Data Governance: Establishes, modifies, and documents data governance practices in partnership with business stakeholders and peers.

Promotes and supports company policies, procedures, mission, values, and standards of ethics and integrity by training and providing direction to others in their use and application, ensuring compliance with them.

Recommend ways to improve data reliability, efficiency, and quality.

Qualifications

Minimum

Bachelor’s degree in computer science or related discipline with 12+ years’ experience

Minimum 10 years of experience in Big Data and distributed computing.

Minimum 10 years of experience programming in Java, scala, python, Springboot & Nodejs,

Strong experience with cloud-native ecosystems (GCP ), including BigQuery, Serverless, Pub/Sub, or equivalent.

Expertise in batch and streaming technologies (Kafka, Spark Structured Streaming, Flink, Druid, etc.).

Experience working with hybrid architectures that support both real-time operations and analytical workloads.

Agentic & AI-Ready Systems Knowledge

Strong understanding of semantic modeling, embeddings, knowledge graphs, and vector indexing.

Experience supporting RAG, context-aware AI, and agent orchestration through data platform design.

Ability to reason about schema design, latency, storage formats, and their impact on AI behavior and outcomes.
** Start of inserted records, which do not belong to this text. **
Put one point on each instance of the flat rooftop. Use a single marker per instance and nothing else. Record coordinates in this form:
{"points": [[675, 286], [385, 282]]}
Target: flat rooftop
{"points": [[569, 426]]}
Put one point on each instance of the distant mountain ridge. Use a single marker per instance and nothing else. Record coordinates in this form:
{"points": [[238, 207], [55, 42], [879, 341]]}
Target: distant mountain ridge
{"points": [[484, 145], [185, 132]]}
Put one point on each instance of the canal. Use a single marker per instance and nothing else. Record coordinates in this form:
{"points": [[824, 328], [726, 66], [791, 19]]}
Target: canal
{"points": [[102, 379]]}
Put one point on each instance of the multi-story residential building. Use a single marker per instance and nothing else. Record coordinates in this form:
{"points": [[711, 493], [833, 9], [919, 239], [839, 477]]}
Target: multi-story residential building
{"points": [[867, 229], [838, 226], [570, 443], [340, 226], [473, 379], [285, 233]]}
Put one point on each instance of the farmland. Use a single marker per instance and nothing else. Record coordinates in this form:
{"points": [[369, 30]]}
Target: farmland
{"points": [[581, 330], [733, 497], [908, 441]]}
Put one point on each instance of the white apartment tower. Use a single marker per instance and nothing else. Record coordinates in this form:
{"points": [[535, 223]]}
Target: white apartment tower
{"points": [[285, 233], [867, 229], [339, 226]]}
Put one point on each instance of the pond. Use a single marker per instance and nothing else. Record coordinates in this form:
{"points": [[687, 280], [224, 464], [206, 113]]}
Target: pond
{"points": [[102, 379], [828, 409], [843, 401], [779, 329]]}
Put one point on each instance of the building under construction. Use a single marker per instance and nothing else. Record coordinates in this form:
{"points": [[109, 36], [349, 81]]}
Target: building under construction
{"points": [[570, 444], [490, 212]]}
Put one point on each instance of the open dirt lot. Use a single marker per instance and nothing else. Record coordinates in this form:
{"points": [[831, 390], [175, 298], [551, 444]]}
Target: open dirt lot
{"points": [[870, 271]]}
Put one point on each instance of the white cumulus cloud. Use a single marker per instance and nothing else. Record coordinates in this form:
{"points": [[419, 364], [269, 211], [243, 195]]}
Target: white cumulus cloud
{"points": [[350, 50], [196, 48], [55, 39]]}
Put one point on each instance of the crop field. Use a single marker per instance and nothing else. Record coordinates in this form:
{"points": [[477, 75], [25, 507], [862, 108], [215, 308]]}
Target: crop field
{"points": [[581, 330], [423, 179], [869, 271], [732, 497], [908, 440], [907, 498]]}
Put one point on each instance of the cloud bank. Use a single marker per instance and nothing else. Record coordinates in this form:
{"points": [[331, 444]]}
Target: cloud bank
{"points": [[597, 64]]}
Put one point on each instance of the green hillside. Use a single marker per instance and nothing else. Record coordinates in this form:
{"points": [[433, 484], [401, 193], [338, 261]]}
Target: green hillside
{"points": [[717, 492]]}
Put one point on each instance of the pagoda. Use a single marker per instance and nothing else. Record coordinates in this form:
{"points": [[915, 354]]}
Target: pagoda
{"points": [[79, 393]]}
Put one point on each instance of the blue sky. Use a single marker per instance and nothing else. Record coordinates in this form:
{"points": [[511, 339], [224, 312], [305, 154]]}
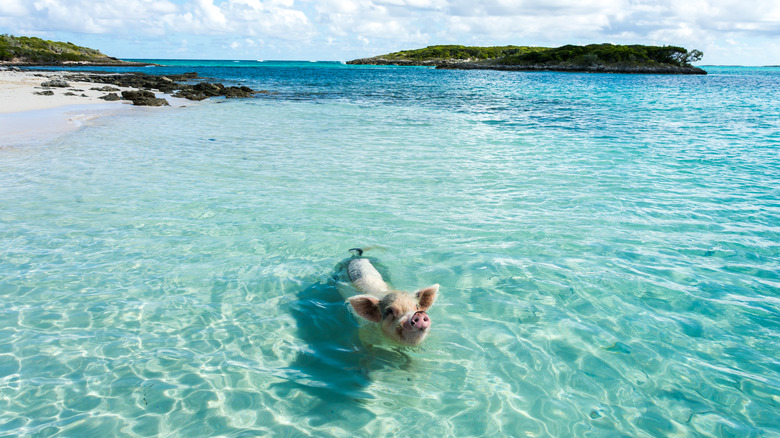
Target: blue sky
{"points": [[727, 31]]}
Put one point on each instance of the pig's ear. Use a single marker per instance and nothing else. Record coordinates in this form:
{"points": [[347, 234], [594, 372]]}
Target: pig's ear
{"points": [[426, 297], [366, 307]]}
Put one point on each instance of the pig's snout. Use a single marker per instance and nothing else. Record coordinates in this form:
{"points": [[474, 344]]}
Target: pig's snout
{"points": [[420, 321]]}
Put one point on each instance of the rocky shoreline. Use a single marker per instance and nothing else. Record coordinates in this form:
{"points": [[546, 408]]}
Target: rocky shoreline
{"points": [[182, 86], [483, 65]]}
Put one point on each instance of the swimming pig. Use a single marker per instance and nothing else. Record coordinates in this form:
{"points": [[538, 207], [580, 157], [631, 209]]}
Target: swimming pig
{"points": [[401, 315]]}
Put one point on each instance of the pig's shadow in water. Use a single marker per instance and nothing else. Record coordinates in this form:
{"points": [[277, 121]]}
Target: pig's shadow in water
{"points": [[333, 365]]}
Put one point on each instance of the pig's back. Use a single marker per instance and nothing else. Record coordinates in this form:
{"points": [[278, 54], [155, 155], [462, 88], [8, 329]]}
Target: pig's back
{"points": [[366, 278]]}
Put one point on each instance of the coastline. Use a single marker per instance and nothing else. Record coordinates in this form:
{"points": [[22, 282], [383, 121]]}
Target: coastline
{"points": [[449, 64], [27, 117], [37, 105]]}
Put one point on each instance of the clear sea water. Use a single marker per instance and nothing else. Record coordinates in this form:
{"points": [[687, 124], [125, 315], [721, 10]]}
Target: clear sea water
{"points": [[608, 250]]}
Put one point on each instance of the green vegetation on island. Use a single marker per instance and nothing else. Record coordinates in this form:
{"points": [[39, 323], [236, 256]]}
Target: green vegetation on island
{"points": [[36, 51], [590, 58]]}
Strong Engineering Foundation

Fluency in Python, Java, or Scala.

Deep experience with Spark/PySpark and large-scale SQL optimization.

Strong systems thinking, performance tuning, and operational excellence mindset.

Influence & Communication

Demonstrated ability to lead through influence in complex, matrixed organizations.

Executive-level communication skills, with the ability to connect technical strategy to business and customer impact.

Proven experience building pipelines on Big Data Technologies/Stack – Hadoop, Spark, Hive, Presto, Kafka, Airflow Scheduler and GCP suite of data tools.

Deep understanding of the Hadoop ecosystem and strong conceptual knowledge in Hadoop architecture components and experience in working on at least one Big Data technology with Java, Python or Scala.

Strong knowledge of deploying and managing applications in GCP.

Strong scripting skills to process large amount of data and highly proficient in SQL.

Preferred

Solid knowledge of Linux systems with the ability to troubleshoot issues in complex, distributed, multi-tier architectures.

Experience in secure, scalable and highly available services.

Experience with data science and machine learning is a plus.

Build the infrastructure required for optimal extraction, transformation, and loading of data from a wide variety of data sources using SQL and GCP ‘big data’ technologies.

Excellent hands-on working knowledge and experience with object-oriented/object function scripting languages: Python, Java, C++, Scala, and development of Micro-services.

Good written and verbal communication skills.